I'm having a terrible night. Can I sleep over?
Too tired to pretend that I care : (
Yeah next time you are over I'll let you beat it on her pillows and you will feel better.
I wish scraping a resin bowl could be considered cleaning.
I just speedwalked down the broken metro escalator while high. Basically all my worst fears combined
Maybe we should try and tone it down a notch. The neighbors changed the name of their wifi network to "i can hear you having sex".

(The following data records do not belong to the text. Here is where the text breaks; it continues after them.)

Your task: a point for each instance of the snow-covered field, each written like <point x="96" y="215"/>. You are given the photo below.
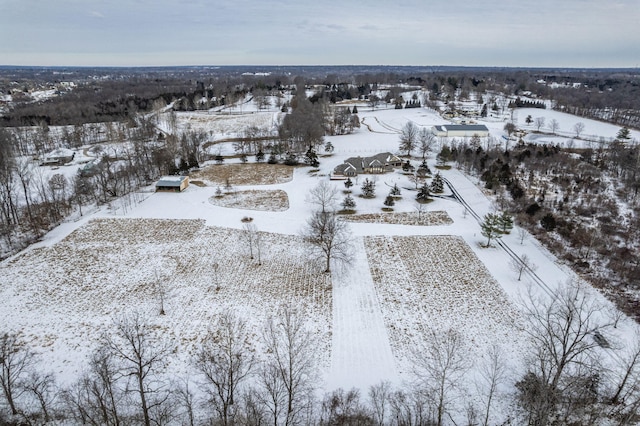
<point x="62" y="293"/>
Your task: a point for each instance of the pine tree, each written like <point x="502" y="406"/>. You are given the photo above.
<point x="348" y="203"/>
<point x="348" y="184"/>
<point x="368" y="189"/>
<point x="505" y="222"/>
<point x="423" y="194"/>
<point x="437" y="184"/>
<point x="490" y="227"/>
<point x="311" y="158"/>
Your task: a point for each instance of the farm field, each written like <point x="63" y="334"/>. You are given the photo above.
<point x="111" y="267"/>
<point x="370" y="319"/>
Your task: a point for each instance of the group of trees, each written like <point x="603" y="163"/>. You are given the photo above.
<point x="32" y="202"/>
<point x="571" y="200"/>
<point x="238" y="375"/>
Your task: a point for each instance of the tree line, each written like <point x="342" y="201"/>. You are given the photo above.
<point x="234" y="379"/>
<point x="582" y="203"/>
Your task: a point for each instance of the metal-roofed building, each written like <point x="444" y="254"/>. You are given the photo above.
<point x="461" y="130"/>
<point x="172" y="183"/>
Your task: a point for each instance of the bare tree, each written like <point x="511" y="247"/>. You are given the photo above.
<point x="522" y="264"/>
<point x="578" y="128"/>
<point x="16" y="363"/>
<point x="427" y="141"/>
<point x="409" y="137"/>
<point x="42" y="388"/>
<point x="224" y="361"/>
<point x="290" y="371"/>
<point x="440" y="365"/>
<point x="186" y="398"/>
<point x="493" y="373"/>
<point x="329" y="238"/>
<point x="95" y="398"/>
<point x="141" y="358"/>
<point x="561" y="329"/>
<point x="379" y="396"/>
<point x="324" y="195"/>
<point x="522" y="234"/>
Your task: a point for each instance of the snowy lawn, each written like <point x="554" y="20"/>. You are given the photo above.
<point x="437" y="283"/>
<point x="244" y="174"/>
<point x="273" y="201"/>
<point x="113" y="266"/>
<point x="433" y="218"/>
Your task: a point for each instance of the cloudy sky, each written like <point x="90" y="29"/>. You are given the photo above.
<point x="540" y="33"/>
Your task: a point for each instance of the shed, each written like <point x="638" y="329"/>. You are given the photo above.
<point x="461" y="130"/>
<point x="172" y="183"/>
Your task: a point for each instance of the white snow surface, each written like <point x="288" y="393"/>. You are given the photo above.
<point x="365" y="322"/>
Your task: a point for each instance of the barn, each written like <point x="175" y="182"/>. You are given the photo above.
<point x="172" y="184"/>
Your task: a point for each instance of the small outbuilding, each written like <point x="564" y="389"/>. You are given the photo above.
<point x="461" y="130"/>
<point x="172" y="184"/>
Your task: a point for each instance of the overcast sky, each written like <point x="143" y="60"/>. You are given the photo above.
<point x="541" y="33"/>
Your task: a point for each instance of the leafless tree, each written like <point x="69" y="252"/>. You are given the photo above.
<point x="16" y="363"/>
<point x="42" y="388"/>
<point x="409" y="137"/>
<point x="427" y="141"/>
<point x="224" y="361"/>
<point x="522" y="234"/>
<point x="440" y="365"/>
<point x="187" y="400"/>
<point x="141" y="358"/>
<point x="340" y="407"/>
<point x="289" y="372"/>
<point x="379" y="395"/>
<point x="324" y="195"/>
<point x="329" y="238"/>
<point x="493" y="373"/>
<point x="95" y="398"/>
<point x="522" y="264"/>
<point x="561" y="329"/>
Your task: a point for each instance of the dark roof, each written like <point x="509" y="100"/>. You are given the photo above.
<point x="171" y="181"/>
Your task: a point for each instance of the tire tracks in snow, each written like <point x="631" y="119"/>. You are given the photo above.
<point x="361" y="353"/>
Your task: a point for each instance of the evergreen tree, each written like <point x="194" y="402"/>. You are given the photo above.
<point x="368" y="188"/>
<point x="348" y="203"/>
<point x="328" y="147"/>
<point x="505" y="222"/>
<point x="490" y="227"/>
<point x="423" y="194"/>
<point x="437" y="184"/>
<point x="311" y="158"/>
<point x="395" y="191"/>
<point x="623" y="134"/>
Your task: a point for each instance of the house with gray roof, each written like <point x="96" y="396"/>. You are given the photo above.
<point x="377" y="164"/>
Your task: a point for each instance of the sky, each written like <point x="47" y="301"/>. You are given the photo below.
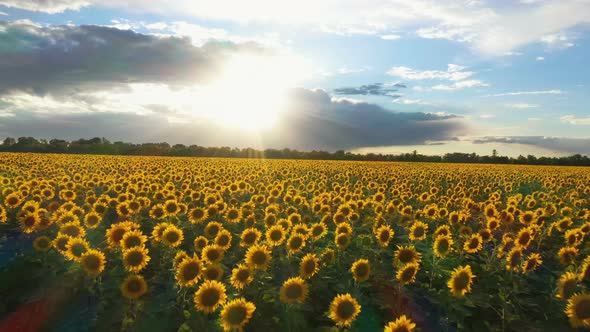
<point x="383" y="76"/>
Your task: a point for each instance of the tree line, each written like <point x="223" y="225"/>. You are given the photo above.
<point x="98" y="145"/>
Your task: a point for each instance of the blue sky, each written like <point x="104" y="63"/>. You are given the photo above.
<point x="477" y="75"/>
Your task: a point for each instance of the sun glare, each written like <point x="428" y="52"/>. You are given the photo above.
<point x="251" y="91"/>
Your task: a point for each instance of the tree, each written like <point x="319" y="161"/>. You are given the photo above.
<point x="9" y="141"/>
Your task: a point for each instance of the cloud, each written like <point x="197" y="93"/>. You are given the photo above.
<point x="348" y="70"/>
<point x="390" y="37"/>
<point x="559" y="40"/>
<point x="47" y="6"/>
<point x="64" y="58"/>
<point x="453" y="73"/>
<point x="572" y="119"/>
<point x="460" y="85"/>
<point x="406" y="101"/>
<point x="522" y="93"/>
<point x="375" y="89"/>
<point x="556" y="144"/>
<point x="490" y="27"/>
<point x="522" y="105"/>
<point x="314" y="120"/>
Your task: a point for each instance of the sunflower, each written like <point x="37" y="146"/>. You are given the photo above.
<point x="318" y="230"/>
<point x="233" y="215"/>
<point x="133" y="239"/>
<point x="158" y="211"/>
<point x="342" y="240"/>
<point x="241" y="276"/>
<point x="275" y="235"/>
<point x="134" y="287"/>
<point x="418" y="231"/>
<point x="210" y="296"/>
<point x="213" y="272"/>
<point x="567" y="255"/>
<point x="200" y="242"/>
<point x="236" y="314"/>
<point x="408" y="273"/>
<point x="461" y="281"/>
<point x="401" y="324"/>
<point x="328" y="257"/>
<point x="473" y="244"/>
<point x="384" y="235"/>
<point x="212" y="254"/>
<point x="578" y="310"/>
<point x="42" y="243"/>
<point x="197" y="215"/>
<point x="361" y="270"/>
<point x="294" y="290"/>
<point x="344" y="309"/>
<point x="524" y="237"/>
<point x="171" y="208"/>
<point x="249" y="237"/>
<point x="13" y="200"/>
<point x="3" y="214"/>
<point x="29" y="221"/>
<point x="75" y="248"/>
<point x="60" y="243"/>
<point x="531" y="263"/>
<point x="566" y="285"/>
<point x="514" y="259"/>
<point x="309" y="266"/>
<point x="115" y="233"/>
<point x="135" y="259"/>
<point x="188" y="272"/>
<point x="407" y="254"/>
<point x="223" y="239"/>
<point x="344" y="228"/>
<point x="295" y="243"/>
<point x="212" y="228"/>
<point x="93" y="262"/>
<point x="258" y="257"/>
<point x="92" y="219"/>
<point x="172" y="236"/>
<point x="585" y="270"/>
<point x="443" y="244"/>
<point x="179" y="257"/>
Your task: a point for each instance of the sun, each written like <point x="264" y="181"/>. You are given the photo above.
<point x="251" y="91"/>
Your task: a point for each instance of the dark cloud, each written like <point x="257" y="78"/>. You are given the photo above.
<point x="314" y="121"/>
<point x="59" y="59"/>
<point x="558" y="144"/>
<point x="375" y="89"/>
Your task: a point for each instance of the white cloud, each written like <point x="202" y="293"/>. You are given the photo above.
<point x="490" y="27"/>
<point x="47" y="6"/>
<point x="347" y="70"/>
<point x="522" y="105"/>
<point x="521" y="93"/>
<point x="460" y="85"/>
<point x="453" y="73"/>
<point x="406" y="101"/>
<point x="557" y="41"/>
<point x="572" y="119"/>
<point x="390" y="37"/>
<point x="460" y="34"/>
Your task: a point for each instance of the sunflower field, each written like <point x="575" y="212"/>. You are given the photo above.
<point x="109" y="243"/>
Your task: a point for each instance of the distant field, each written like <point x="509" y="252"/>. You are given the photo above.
<point x="112" y="243"/>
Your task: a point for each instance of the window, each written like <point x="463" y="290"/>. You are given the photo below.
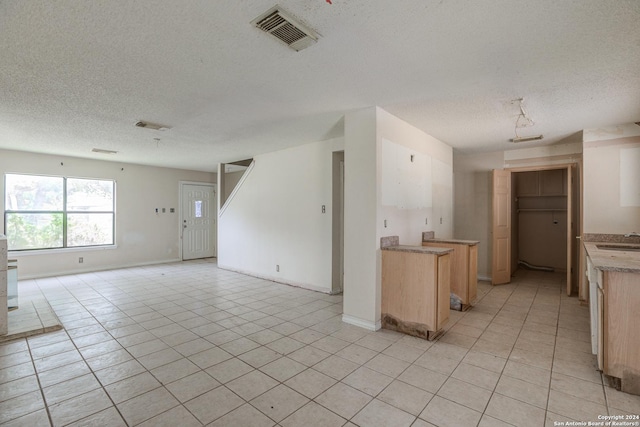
<point x="47" y="212"/>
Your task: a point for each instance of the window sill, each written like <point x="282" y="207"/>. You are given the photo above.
<point x="61" y="250"/>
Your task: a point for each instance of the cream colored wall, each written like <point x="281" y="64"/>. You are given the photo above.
<point x="276" y="218"/>
<point x="604" y="207"/>
<point x="473" y="188"/>
<point x="406" y="219"/>
<point x="370" y="135"/>
<point x="472" y="201"/>
<point x="231" y="179"/>
<point x="142" y="236"/>
<point x="362" y="290"/>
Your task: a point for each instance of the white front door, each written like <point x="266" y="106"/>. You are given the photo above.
<point x="198" y="221"/>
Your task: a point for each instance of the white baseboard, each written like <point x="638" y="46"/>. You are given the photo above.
<point x="356" y="321"/>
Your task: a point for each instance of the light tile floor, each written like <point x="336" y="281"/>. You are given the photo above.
<point x="188" y="344"/>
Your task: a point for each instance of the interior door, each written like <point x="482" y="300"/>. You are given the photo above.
<point x="501" y="219"/>
<point x="198" y="221"/>
<point x="570" y="232"/>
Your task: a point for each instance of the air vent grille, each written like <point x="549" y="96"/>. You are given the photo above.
<point x="283" y="27"/>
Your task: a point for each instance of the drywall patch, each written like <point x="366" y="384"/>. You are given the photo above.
<point x="630" y="177"/>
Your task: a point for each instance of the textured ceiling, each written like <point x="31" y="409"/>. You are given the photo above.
<point x="77" y="75"/>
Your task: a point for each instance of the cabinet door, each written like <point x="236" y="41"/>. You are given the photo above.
<point x="443" y="290"/>
<point x="553" y="182"/>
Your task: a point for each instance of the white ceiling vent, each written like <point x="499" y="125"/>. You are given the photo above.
<point x="285" y="28"/>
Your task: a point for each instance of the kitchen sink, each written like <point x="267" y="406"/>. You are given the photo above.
<point x="619" y="248"/>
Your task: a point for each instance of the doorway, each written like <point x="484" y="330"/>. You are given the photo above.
<point x="535" y="222"/>
<point x="198" y="215"/>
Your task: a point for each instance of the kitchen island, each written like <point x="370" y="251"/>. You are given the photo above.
<point x="464" y="268"/>
<point x="613" y="270"/>
<point x="415" y="288"/>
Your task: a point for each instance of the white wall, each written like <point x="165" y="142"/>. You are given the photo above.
<point x="142" y="236"/>
<point x="612" y="185"/>
<point x="420" y="193"/>
<point x="472" y="202"/>
<point x="473" y="188"/>
<point x="381" y="183"/>
<point x="361" y="302"/>
<point x="276" y="218"/>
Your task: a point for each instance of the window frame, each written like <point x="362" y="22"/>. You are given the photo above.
<point x="64" y="212"/>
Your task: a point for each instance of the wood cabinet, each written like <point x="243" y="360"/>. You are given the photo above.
<point x="464" y="269"/>
<point x="619" y="345"/>
<point x="551" y="182"/>
<point x="415" y="290"/>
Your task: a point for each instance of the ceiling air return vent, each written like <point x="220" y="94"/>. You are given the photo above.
<point x="285" y="28"/>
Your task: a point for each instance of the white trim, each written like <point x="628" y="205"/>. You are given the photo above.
<point x="356" y="321"/>
<point x="95" y="269"/>
<point x="236" y="188"/>
<point x="277" y="279"/>
<point x="58" y="251"/>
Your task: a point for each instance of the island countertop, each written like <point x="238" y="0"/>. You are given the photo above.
<point x="418" y="249"/>
<point x="627" y="261"/>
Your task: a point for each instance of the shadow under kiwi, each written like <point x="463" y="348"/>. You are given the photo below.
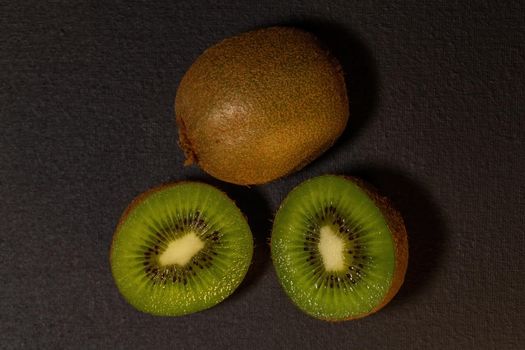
<point x="258" y="214"/>
<point x="359" y="66"/>
<point x="424" y="221"/>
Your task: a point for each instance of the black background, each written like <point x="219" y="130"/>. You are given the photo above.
<point x="437" y="104"/>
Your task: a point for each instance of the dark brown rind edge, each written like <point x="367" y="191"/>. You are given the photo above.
<point x="400" y="237"/>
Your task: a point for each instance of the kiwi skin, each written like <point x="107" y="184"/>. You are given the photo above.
<point x="396" y="225"/>
<point x="261" y="105"/>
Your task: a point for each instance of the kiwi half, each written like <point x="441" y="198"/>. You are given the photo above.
<point x="339" y="249"/>
<point x="179" y="249"/>
<point x="261" y="105"/>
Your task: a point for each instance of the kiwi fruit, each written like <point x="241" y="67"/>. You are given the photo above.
<point x="261" y="105"/>
<point x="179" y="249"/>
<point x="339" y="249"/>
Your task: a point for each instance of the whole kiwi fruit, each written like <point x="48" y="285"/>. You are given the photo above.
<point x="261" y="105"/>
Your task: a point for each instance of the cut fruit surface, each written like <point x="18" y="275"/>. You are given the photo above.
<point x="179" y="249"/>
<point x="340" y="251"/>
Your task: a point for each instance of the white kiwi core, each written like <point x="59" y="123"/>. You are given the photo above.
<point x="332" y="248"/>
<point x="181" y="250"/>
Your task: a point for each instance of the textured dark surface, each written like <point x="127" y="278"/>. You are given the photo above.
<point x="437" y="98"/>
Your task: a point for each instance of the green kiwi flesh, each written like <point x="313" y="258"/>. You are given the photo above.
<point x="179" y="249"/>
<point x="338" y="251"/>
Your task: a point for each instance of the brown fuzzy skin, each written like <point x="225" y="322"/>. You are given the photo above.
<point x="260" y="105"/>
<point x="399" y="234"/>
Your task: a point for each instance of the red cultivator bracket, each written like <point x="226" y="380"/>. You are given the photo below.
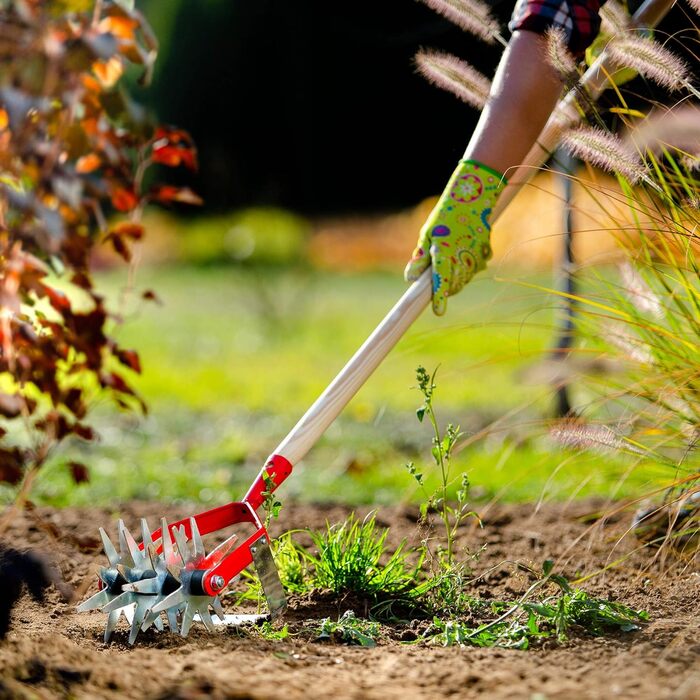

suddenly, hermaphrodite night sounds like a really bad idea
I made her a sippy cup with eggnog and whiskey. My meditation app told me to go the extra mile for someone today, so I did.
He's acting like I should like him more than vodka and Taco Bell, but I just don't ser that happening.
mate, my mother watched me threw up out of my nose wearing only a g-string.
Drunkenly, I gave him a molly instead of an aleve so A) I'm still looking for him and B) I'm not sure about his headache.
I had one beer! ONE BEER! They took shots in mourning of my tolerance last night. My ability to drink is a joke.
I swear to god my spidey sense only tingles when someone’s about to die or you’re being a hoe.
The only thing i ask you for is vegan food and sex.
I'm laying backwards. On the stairs. Eating carrots. And drinking from a captain Morgan bottle.
It's official we're now working from home permanently. I'm getting paid to have sex and sandwiches. I hit the lottery.